Uma prática recomendada é estabelecer mandatos com tempo limitado para os conselheiros, permitindo a rotatividade de membros e criando uma percepção de justiça e oportunidade igualitária entre todos os familiares.

O conselho de família deve contar com um presidente, indicado pela assembleia familiar. Esse presidente lidera os trabalhos do conselho e atua como principal ponto de contato da família. É também recomendável a nomeação de um secretário do conselho, responsável por registrar as atas das reuniões e disponibilizá-las para os demais membros da família. A frequência das reuniões varia conforme a complexidade dos temas a serem tratados, sendo comum que ocorram entre 2 a 6 vezes por ano. As decisões do conselho são, via de regra, tomadas por maioria simples entre os seus membros.

b.3) Family Office

Definição: O family office é um centro de administração e investimentos criado para atender às necessidades da família empresária em assuntos pessoais e patrimoniais.

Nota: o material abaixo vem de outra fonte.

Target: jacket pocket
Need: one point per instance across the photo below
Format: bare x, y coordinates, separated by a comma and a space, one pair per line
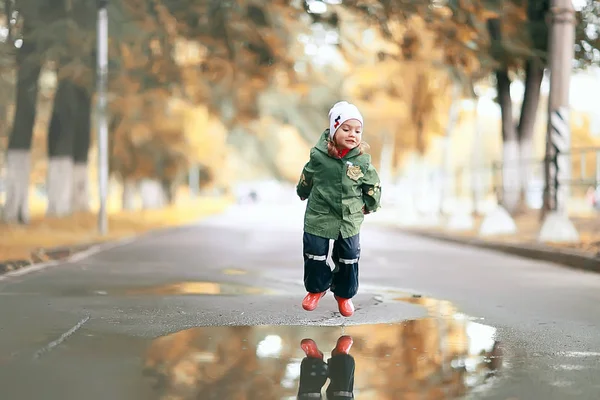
355, 207
317, 207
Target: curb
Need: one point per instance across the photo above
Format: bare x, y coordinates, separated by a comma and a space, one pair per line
569, 258
43, 258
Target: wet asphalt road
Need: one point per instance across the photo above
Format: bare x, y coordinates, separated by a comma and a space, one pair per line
83, 330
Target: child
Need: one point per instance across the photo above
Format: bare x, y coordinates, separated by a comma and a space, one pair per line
341, 186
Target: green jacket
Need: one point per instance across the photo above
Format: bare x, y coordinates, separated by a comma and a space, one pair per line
337, 190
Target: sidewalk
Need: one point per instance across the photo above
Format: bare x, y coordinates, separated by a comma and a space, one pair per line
54, 239
584, 255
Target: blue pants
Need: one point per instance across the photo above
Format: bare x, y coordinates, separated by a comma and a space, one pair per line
318, 277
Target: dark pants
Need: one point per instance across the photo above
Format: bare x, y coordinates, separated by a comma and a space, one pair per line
318, 277
314, 373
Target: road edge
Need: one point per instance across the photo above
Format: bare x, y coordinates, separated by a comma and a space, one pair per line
90, 250
568, 258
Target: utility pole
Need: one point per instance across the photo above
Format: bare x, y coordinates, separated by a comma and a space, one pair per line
102, 128
557, 226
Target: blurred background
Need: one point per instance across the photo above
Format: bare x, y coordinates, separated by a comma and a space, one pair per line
216, 102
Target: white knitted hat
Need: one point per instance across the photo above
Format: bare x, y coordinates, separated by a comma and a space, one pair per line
341, 112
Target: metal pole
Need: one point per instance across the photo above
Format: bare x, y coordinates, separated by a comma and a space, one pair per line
102, 60
558, 142
194, 180
453, 111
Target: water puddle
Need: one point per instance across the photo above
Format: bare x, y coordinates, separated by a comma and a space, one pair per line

Ele é estruturado e supervisionado pelo conselho de família e costuma ser mais comum entre famílias grandes e com elevado patrimônio, cujos membros demandam apoio especializado em finanças pessoais, contabilidade, banco, investimentos e outras áreas.

Objetivo: Oferecer assessoria personalizada a cada membro da família em temas como:

  • Orientação de carreira;
  • Planejamento de investimentos pessoais;
  • Consultoria tributária;
  • Planejamento sucessório e patrimonial;
  • Outros assuntos de interesse individual dos familiares.

O family office atua como um centro de excelência para proteger, gerir e multiplicar o patrimônio familiar, além de fortalecer a profissionalização da administração dos bens privados e empresariais da família.

Composição do Family Office
O family office é uma estrutura bastante distinta da operação empresarial, ainda que alguns de seus integrantes também possam atuar no negócio. Ele é normalmente composto por gestores profissionais, responsáveis por monitorar investimentos, garantir a conformidade tributária, gerenciar seguros, planejar financeiramente os membros da família e administrar transações internas, como doações de ações e planos sucessórios.

Conclusão

Conduzir uma empresa familiar até a 5ª geração e além não é obra do acaso — é fruto de visão, estrutura e compromisso com o legado. A governança familiar bem implementada não apenas protege o patrimônio construído, mas fortalece os laços entre os membros, alinha propósitos e sustenta o crescimento em um ambiente de respeito, transparência e profissionalismo. Cada geração que se prepara com consciência e estratégia abre caminho para que as próximas floresçam com mais autonomia e sabedoria. Investir hoje em governança é semear o futuro — um futuro duradouro, próspero e fiel à essência da família empresária.